Gone was the lovely, exotic face and streaming hair. This was a creature from nightmare, its eyes glowing red pits, nose and mouth elongated into a muzzle filled with sharp white teeth. Its ears swept up and back like those of a bat, and the once-lithe body was now bent and gnarled, the limbs re-forming even as they watched.
The sight of the head Jael had produced had somewhat prepared the guards for what they saw, and apparently folk hereabouts were more accustomed to dealing with shifters; they did not freeze in fear as Jael had done, but attacked immediately, surrounding the creature with swords flashing. Jael was desperately glad to leave Cesanne to their attentions and turn to Tanis, who still cowered numbly on the blanket.
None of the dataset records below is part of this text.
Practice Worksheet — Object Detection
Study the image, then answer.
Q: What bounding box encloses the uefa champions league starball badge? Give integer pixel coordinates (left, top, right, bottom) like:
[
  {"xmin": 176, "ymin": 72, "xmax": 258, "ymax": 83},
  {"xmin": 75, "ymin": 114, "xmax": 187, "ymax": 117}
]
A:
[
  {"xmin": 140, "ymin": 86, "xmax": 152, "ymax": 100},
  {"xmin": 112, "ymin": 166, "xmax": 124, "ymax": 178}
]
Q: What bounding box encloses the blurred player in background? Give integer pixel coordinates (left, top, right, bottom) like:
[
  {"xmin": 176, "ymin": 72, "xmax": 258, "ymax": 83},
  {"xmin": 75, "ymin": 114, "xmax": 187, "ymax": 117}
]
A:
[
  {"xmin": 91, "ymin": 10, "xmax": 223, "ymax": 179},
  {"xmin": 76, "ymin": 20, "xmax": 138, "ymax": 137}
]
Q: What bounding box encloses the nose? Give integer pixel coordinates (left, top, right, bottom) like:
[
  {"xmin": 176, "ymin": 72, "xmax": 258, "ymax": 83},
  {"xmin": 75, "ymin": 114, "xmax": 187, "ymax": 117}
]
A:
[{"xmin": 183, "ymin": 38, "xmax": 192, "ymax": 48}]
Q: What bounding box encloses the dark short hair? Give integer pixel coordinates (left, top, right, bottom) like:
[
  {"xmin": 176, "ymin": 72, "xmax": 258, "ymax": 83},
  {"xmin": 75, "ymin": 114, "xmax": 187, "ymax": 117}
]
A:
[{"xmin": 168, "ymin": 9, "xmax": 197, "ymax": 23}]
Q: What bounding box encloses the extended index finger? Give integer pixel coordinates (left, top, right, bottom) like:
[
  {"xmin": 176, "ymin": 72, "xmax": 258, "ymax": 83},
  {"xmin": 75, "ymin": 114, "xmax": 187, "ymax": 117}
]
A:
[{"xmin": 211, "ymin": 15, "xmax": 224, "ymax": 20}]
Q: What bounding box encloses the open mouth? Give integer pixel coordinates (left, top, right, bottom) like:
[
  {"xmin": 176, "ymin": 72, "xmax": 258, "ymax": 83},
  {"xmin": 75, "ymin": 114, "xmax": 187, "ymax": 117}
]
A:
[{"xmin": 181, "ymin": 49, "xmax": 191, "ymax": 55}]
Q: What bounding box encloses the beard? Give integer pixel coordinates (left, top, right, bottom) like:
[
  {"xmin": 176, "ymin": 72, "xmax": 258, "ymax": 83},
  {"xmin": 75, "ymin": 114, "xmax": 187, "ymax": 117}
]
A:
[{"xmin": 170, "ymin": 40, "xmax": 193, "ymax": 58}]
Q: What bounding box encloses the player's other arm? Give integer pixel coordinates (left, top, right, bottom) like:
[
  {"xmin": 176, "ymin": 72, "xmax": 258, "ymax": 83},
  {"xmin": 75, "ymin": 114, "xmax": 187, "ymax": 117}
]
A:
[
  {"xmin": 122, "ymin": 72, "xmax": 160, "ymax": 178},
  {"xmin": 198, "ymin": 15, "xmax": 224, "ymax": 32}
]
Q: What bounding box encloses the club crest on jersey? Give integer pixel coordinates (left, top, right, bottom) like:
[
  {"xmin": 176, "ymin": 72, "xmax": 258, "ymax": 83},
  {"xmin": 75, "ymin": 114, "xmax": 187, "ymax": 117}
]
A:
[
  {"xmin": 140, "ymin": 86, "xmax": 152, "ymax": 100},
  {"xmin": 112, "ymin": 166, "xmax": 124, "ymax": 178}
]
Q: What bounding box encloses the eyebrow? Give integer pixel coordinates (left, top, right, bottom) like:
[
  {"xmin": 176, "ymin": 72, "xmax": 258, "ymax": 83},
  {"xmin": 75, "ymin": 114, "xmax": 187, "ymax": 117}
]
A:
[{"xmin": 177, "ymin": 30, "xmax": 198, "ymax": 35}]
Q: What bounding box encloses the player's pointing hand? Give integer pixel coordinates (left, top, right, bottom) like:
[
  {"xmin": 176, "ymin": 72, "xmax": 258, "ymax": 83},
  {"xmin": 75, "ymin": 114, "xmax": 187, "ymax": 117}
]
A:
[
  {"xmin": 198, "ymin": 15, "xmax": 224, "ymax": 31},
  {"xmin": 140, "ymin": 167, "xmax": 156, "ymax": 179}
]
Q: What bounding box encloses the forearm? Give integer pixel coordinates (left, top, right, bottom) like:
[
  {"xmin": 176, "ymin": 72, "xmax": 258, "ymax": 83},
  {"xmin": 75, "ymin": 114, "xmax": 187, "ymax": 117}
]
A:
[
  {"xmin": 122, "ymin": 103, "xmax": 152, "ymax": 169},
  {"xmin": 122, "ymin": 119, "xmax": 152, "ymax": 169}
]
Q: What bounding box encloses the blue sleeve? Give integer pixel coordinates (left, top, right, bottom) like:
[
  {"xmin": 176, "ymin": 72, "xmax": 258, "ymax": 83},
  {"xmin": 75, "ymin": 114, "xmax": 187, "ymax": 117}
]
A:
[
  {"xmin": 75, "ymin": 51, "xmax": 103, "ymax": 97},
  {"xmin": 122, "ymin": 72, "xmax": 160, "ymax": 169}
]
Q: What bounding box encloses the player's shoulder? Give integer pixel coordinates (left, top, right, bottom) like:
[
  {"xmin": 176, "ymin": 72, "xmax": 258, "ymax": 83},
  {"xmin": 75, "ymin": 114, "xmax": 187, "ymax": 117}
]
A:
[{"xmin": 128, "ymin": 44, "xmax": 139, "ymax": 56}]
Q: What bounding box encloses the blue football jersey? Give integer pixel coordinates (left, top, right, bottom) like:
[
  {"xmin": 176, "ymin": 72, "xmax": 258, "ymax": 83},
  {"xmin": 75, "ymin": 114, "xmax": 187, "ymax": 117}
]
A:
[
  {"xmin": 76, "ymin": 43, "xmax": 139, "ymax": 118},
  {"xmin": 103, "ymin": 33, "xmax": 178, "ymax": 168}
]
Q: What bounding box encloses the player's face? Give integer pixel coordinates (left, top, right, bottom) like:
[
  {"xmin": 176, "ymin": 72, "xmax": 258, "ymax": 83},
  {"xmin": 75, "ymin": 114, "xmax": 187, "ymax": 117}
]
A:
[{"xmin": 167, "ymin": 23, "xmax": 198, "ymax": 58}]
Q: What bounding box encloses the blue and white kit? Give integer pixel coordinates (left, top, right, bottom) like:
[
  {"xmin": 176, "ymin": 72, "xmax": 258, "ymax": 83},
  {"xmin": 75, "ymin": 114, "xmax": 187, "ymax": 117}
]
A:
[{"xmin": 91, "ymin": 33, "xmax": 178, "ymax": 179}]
“She was—I mean, we were—and she just started changing,” Tanis whispered, his eyes glazed. “I threw her away from me— Baaros have mercy, I don’t know how I ever did—and I couldn’t even scream—I couldn’t scream—”
“You did scream,” Jael said gently. “Good and loud and long. And you threw her a goodly distance, too, from the looks of it.” She folded her arms around him, holding his head on her shoulder so he wouldn’t hear Cesanne’s last gurgling scream or see the guards finishing their gory work, hacking her head from her body.
Jael had forgotten the stinking slime caked on the front of her tunic. Tanis, still shaking, thrust her away, squinting at her in the moonlight.
“Baaros, you’re a mess,” he said, his eyes widening. “What happened? Are you all right?”
“Durgan came after me while I was bathing at the stream,” Jael told him. “He’s dead. I came after you as soon as—well, as soon as it was finished.”